Henry won’t touch anything that someone else might have touched. At one stage he wouldn’t let his mother tuck him into bed because it involved touching the sheets. When he was exposed to Covid-19 under phase two of the omicron response and had to go into isolation, he refused to leave the house and wouldn’t even go into the garden, even when Aotearoa moved into phase three and he no longer had to isolate.

“His world is the interior of his house,” Emma says. She spends a lot of time trying to understand how to help him and a lot of time crying on the floor of the bathroom.

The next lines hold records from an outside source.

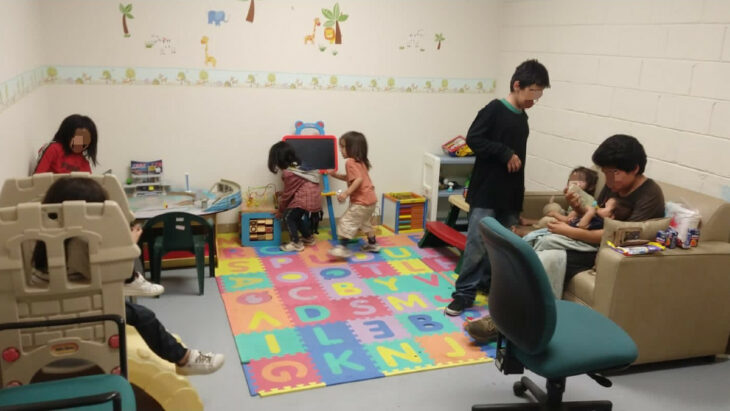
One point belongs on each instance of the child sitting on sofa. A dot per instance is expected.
(581, 181)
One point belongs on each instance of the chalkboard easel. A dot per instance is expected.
(316, 152)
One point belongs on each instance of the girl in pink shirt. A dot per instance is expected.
(361, 191)
(301, 196)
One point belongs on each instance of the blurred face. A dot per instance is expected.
(620, 181)
(80, 140)
(607, 210)
(528, 96)
(576, 179)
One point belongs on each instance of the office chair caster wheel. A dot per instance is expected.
(519, 389)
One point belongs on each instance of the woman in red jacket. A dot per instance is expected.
(72, 148)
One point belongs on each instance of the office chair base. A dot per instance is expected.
(552, 400)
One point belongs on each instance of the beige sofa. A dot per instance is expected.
(675, 304)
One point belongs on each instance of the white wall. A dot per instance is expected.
(654, 69)
(22, 106)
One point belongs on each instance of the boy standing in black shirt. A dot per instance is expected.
(498, 138)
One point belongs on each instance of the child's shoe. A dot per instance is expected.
(339, 251)
(140, 287)
(370, 248)
(292, 246)
(201, 363)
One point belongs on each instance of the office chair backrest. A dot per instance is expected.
(33, 189)
(108, 251)
(521, 301)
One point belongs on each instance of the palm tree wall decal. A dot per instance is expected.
(251, 9)
(439, 37)
(126, 14)
(334, 17)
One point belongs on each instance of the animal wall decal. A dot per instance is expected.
(309, 38)
(251, 10)
(217, 16)
(208, 58)
(126, 14)
(439, 37)
(334, 18)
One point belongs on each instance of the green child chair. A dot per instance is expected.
(179, 232)
(553, 338)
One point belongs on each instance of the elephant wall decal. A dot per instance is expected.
(217, 16)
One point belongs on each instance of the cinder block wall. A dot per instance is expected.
(655, 69)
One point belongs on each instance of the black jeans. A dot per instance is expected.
(154, 333)
(294, 218)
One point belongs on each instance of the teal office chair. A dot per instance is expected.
(554, 339)
(179, 232)
(102, 391)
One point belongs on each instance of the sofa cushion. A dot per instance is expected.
(648, 228)
(580, 288)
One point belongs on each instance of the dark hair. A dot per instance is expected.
(589, 176)
(622, 152)
(75, 188)
(622, 209)
(356, 146)
(67, 130)
(530, 72)
(67, 189)
(282, 156)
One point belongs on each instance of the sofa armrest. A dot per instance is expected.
(535, 200)
(675, 304)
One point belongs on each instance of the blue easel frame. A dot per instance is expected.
(319, 126)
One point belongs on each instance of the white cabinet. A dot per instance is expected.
(436, 167)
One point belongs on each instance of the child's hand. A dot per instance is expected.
(514, 164)
(136, 232)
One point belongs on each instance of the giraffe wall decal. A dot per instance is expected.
(309, 38)
(208, 58)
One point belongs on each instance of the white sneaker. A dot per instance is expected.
(371, 248)
(339, 251)
(201, 363)
(292, 247)
(140, 287)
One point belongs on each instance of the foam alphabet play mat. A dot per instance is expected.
(302, 320)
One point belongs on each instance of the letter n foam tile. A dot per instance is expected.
(282, 374)
(395, 356)
(451, 349)
(337, 354)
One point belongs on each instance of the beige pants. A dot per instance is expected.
(356, 217)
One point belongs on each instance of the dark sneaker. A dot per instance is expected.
(482, 330)
(456, 307)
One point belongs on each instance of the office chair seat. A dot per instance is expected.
(584, 341)
(69, 389)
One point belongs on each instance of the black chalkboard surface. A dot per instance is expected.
(317, 152)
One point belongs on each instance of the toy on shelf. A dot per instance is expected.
(456, 147)
(404, 212)
(145, 178)
(260, 229)
(261, 196)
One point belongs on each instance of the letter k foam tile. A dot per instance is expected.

“I don’t know how his brain works and I want to know. I don’t know what it’s like to have that noise that he has in his brain all the time. I just want to do right by him.”

Image: Getty Images; additional design by Tina Tiller

Emma’s story is a familiar one to Catherine Trezona, Altogether Autism’s national manager. As the pandemic has continued, parents of children with autism are struggling more and more to help their distressed children. A sense of hopefulness, that the pandemic might change the way we operate as a society to be more inclusive of disability, was short-lived for many parents in the autism community.

“At first, we felt a sense of opportunity there. Why can’t we have more flexibility? Why does it have to be homeschooling or in the classroom? But of course since then it’s all about managing the pandemic itself.”

Altogether Autism has been in demand as a service that supports parents and educates the wider community on neurodiversity.

“We know for autistic kids changing messages are really hard and that’s been a hard thing for parents to navigate.”

Trezona says improving accessibility and removing barriers helps everyone, not just autistic children.

“We know if it’s good for an autistic person it’s good for everyone. If we were to run everything we do – all of our new plans and the way we communicate – through an autistic lens, then I think our communication would all be greatly improved. It’s going to have that degree of clarity and understanding, and permission for it not to work on every occasion.”

Informed empathy, rather than sympathy, helps those children and parents struggling so much in this pandemic. And it’s something all of us can do, it’s not just for neurodivergent families.

“It’s about asking what’s getting in the way for our autistic tamariki,” says Trezona. “I’m the adult, it’s my responsibility to be curious and figure that out.”

Image: Getty Images, additional design by Tina Tiller

Kahukura (Ngāi Tahu and Te Ātiawa), a mum of two, is autistic and ADHD. She runs the Facebook account More Than One Neurotype to help to educate the public on neurodiversity.

She began the account hoping to raise awareness – but also in reaction to the ableism neurodivergent children and adults face.

“I was getting very frustrated at people misinterpreting people in a negative way and seeing children being pinned as naughty or rude or difficult when their behaviours had very good reasons.”

Kahukura agrees life is tougher than ever for many autistic children and adults.

“The world does feel incredibly hostile. It feels like people have run out of patience and empathy because we’re all struggling. At the start it felt like there was more care and understanding.”

There is much at stake if we as a society don’t address the growing ableism in our society, Kahukura says. Confronting ableism head on isn’t just life-changing for disabled tamariki and their families, it’s life-saving.

“One of the leading causes of death in autistics is suicide because we don’t feel like we belong anywhere, because we’re made to feel like we’re wrong. And there’s something wrong with us. We don’t feel like we have place.

“We can literally save lives if we make people feel like they belong,” she says.

“And if we say everyone is different and that’s OK, that doesn’t just help autistics, it helps everyone.”

Emma is hopeful that sharing her story might help others to see what’s happening behind closed doors for many families in Aotearoa.

“Other people can’t see it. I don’t want people to treat him differently but I just wish people understood.

“We love our kids and they’re amazing and you wouldn’t have it any other way. I’m so happy he is the way he is, he’s so funny, he brings so much joy into our lives. It’s such a pleasure to be his mum, but it’s not without its challenges… and I wish people could see that and help us.”